Many of the workers declined to lend their names out of fear of retaliation. Even ex-employees told OPB they worried about hurting their careers in the close-knit world of homeless services.
“Everyone felt the same way about Share and the higher-ups,” said a former employee OPB is calling Paige, who still works in Vancouver. “We just didn’t feel like there was any compassion. We’d advocate for ourselves and get nothing.”
In November 2020, Paige had earned a promotion. She felt relief about landing work away from Share’s shelters, where clients sometimes made her fearful.
Paige was pregnant, a fact she had disclosed to her direct supervisor. A month into her new role, she started discussing her upcoming maternity leave. Then, she said, McWithey called.
“I remember I got a call at like 8 or 9 in the morning,” Paige said. “She was quietly asking me if I was pregnant. … And then she said I never would have gotten that position if she knew I was pregnant.”
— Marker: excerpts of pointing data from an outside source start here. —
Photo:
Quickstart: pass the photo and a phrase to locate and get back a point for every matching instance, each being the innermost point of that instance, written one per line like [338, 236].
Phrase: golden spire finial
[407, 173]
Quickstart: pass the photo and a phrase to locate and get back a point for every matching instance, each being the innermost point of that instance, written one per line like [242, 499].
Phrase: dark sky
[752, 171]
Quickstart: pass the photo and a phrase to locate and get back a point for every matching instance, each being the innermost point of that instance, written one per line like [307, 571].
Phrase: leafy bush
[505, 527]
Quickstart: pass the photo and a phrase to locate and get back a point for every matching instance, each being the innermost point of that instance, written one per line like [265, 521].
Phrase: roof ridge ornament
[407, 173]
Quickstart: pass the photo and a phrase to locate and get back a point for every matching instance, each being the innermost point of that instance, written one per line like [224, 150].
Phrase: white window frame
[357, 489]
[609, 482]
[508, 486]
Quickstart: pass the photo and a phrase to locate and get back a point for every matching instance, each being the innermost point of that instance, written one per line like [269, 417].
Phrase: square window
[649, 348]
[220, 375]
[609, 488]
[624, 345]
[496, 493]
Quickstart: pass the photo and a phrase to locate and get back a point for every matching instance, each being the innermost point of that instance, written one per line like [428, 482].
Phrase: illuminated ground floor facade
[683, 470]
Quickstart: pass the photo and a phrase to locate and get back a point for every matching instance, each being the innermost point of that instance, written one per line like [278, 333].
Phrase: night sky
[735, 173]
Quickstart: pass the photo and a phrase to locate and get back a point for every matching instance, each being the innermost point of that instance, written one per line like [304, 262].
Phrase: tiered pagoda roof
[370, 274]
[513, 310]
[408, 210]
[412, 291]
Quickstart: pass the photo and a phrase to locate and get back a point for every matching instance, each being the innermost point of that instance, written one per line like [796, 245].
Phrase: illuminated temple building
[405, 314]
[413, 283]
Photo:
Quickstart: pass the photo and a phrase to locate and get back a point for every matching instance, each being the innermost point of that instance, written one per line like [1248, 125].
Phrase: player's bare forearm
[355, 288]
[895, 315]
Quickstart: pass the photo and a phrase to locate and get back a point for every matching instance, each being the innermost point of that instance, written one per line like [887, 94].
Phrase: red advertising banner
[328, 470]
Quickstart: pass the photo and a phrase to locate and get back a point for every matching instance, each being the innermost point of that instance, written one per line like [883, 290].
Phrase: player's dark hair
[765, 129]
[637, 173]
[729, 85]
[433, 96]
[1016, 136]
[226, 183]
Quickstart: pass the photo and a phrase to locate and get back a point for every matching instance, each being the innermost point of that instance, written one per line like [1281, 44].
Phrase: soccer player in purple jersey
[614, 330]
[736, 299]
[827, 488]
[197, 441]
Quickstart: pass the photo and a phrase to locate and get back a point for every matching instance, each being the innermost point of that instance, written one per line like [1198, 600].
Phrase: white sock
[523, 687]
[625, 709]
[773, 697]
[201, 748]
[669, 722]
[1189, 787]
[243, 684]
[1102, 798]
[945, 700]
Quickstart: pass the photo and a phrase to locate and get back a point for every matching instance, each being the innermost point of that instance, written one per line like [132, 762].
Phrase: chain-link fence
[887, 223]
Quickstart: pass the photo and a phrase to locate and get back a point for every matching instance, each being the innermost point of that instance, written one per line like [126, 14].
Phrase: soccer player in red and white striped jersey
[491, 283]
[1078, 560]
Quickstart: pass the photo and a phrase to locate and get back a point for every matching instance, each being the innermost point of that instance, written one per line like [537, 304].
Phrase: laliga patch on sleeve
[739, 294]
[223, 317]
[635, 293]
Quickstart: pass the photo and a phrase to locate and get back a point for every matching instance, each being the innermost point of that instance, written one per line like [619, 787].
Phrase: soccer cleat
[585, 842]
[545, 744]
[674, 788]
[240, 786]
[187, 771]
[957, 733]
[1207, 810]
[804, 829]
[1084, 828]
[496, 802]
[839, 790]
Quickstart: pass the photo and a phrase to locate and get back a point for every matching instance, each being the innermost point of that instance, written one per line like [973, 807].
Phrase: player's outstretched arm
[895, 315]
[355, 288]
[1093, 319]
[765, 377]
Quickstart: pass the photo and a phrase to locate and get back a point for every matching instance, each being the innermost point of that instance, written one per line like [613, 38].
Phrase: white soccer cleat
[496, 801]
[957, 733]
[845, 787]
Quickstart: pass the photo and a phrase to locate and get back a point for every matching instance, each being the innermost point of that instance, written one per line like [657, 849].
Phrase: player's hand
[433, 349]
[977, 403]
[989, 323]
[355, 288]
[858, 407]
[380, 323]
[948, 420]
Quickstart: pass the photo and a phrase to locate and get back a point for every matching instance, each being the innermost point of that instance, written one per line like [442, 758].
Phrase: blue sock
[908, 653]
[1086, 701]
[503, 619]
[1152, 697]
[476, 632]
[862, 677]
The issue, according to Paige, centered on her new position being grant funded and the organization being unable to accommodate her extended leave.
“When I came back, I could look at what (jobs at Share were) open and apply for them,” Paige said McWithey told her. “I had just spent almost over a year working my way up and putting those hours in for it just to be taken away, discredited, and then have to go back into an entry-level position.”
In Clark County, the average social worker makes $19.73 an hour – about $41,000 annually before taxes.
Share administrators reshuffled Paige into a lower job before her leave, according to emails provided to OPB. Although she kept a pay increase, she felt professionally whiplashed. After she went into labor three weeks later, she never returned.
When asked about Paige’s departure, McWithey denied that the pregnancy was a factor. She said Paige had asked for five months off — an unworkable amount of time if the position was going to carry out the goals laid out in its grant.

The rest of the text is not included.